The Changing Seasons in Costa Rica

March - Playa San Juanillo
March – Playa San Juanillo

In the last few months, I’ve done a lot of driving around the Nicoya Peninsula and it’s interesting how, right now, it reminds me of Sonoma County in Springtime.  All of the trees lost their leaves in mid-summer and are now sprouting new green growth and flowers.  It seems backwards to me – to have summer first and then spring and to have summer be the time of year when all the trees go dormant.  It’s something I’m still trying to get my head wrapped around.  But if you ask people here, they’ll tell you we only have two seasons – winter and summer.  And really (and again, strangely), the trees flower all summer long at different times.

April - Playa San Juanillo
April – Playa San Juanillo

Enjoy the slideshow…

[slideshow]

Pura vida…Chrissy

First Storm of the Season

Winter in Costa RicaWinter is on its way in Costa Rica and that’s a good thing since we desperately need water here in the Guanacaste province.  All of our river beds are dry and fires continue to burn.

We’re starting to see clouds form around the area – something we haven’t really seen since November!  And while the air is definitely more humid, we’re still experiencing temperatures in the 90’s.  On Friday night, we had a spectacular lightning show but, unfortunately, no rain fell in the Langosta area.

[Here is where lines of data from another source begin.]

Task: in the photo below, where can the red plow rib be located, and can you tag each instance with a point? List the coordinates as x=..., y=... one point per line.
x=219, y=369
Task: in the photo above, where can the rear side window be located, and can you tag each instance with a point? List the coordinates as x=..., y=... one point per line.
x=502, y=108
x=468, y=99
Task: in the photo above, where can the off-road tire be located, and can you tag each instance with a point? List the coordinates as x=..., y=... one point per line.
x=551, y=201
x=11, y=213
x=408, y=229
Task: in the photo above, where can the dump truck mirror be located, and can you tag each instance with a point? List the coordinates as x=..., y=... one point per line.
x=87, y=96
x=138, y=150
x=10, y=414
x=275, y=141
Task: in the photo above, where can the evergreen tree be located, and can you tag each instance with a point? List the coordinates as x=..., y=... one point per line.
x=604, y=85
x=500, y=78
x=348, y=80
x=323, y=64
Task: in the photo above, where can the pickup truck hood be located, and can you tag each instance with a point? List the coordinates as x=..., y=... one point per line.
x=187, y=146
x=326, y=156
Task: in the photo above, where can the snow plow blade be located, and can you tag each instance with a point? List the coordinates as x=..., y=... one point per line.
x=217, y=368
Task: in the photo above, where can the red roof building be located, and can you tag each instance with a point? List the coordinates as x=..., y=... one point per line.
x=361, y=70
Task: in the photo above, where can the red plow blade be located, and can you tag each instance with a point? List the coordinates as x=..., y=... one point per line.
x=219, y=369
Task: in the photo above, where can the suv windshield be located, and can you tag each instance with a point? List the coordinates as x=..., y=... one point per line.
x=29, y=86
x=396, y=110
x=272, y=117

Then yesterday, the clouds formed again in the late afternoon and we got our first storm.  In true tropical weather fashion, it lasted less than an hour but still, it brought a freshness to the air for that one hour.  It also brought a power outage which, in turn, created a water outage.  About 3 minutes into the rain falling, everyone in my building could hear a loud boom.  I ran down to a neighbor’s house because I thought a pole had fallen down but he told me that this is just typical for the first storm – the salt or dust or dirt builds up on the transformer during the summer season which then blows out with the first rain.

So for almost five hours we were without water or power.  And like I mentioned, it’s still really hot here so having no fan or a/c was a bit miserable.  Finally at 9 p.m. the electrical company showed up and within minutes had our power back on.

Of course, this morning, I woke up to blue skies and sunshine.  But one more week and we should see the return of the winter season to our tropical dry forest.  And I, for one, am looking forward to the cooler, 85 degree temperatures.

Pura vida…Chrissy

Summertime in Costa Rica

Tamarindo Sunset
Tamarindo Sunset

Well, we’re about halfway through summer here and the wind is still blowing, thankfully.  They died down for a few days last week and I have to admit it was quite hot.  But even with the average daily temperature being 90-95 degrees, I still haven’t had to use the air conditioner.   I’m told my house stays cooler because the building is made of concrete.  It could also be that I have never turned off the fan upstairs and the fan downstairs is on during the day.  But still, the temperature is comfortable inside the house and I’m grateful for the cool breeze.

Walking on the dirt road has become more challenging since they didn’t spray the molasses everywhere and the dust really kicks up a storm when a car drives by.  I don’t know which is worse – the mud that you can easily slip on in winter or the dust that gets into my eyes in summer, even though I’m always wearing sunglasses.  Also, if there’s no wind, you can really feel the heat from the sun…yes, I do miss having a car with air conditioning.  And it doesn’t help that most of my walks into town lately have been around 11 or 12, right when the sun is blazing hot.

But then I take a photo like the one above and remember how grateful I am to be here now.  Harmony, on the other hand, is not so grateful.  Most days, I find him upstairs on the bathroom tile floor.  I’m sure if he could speak, he’d tell me to turn on the air conditioning.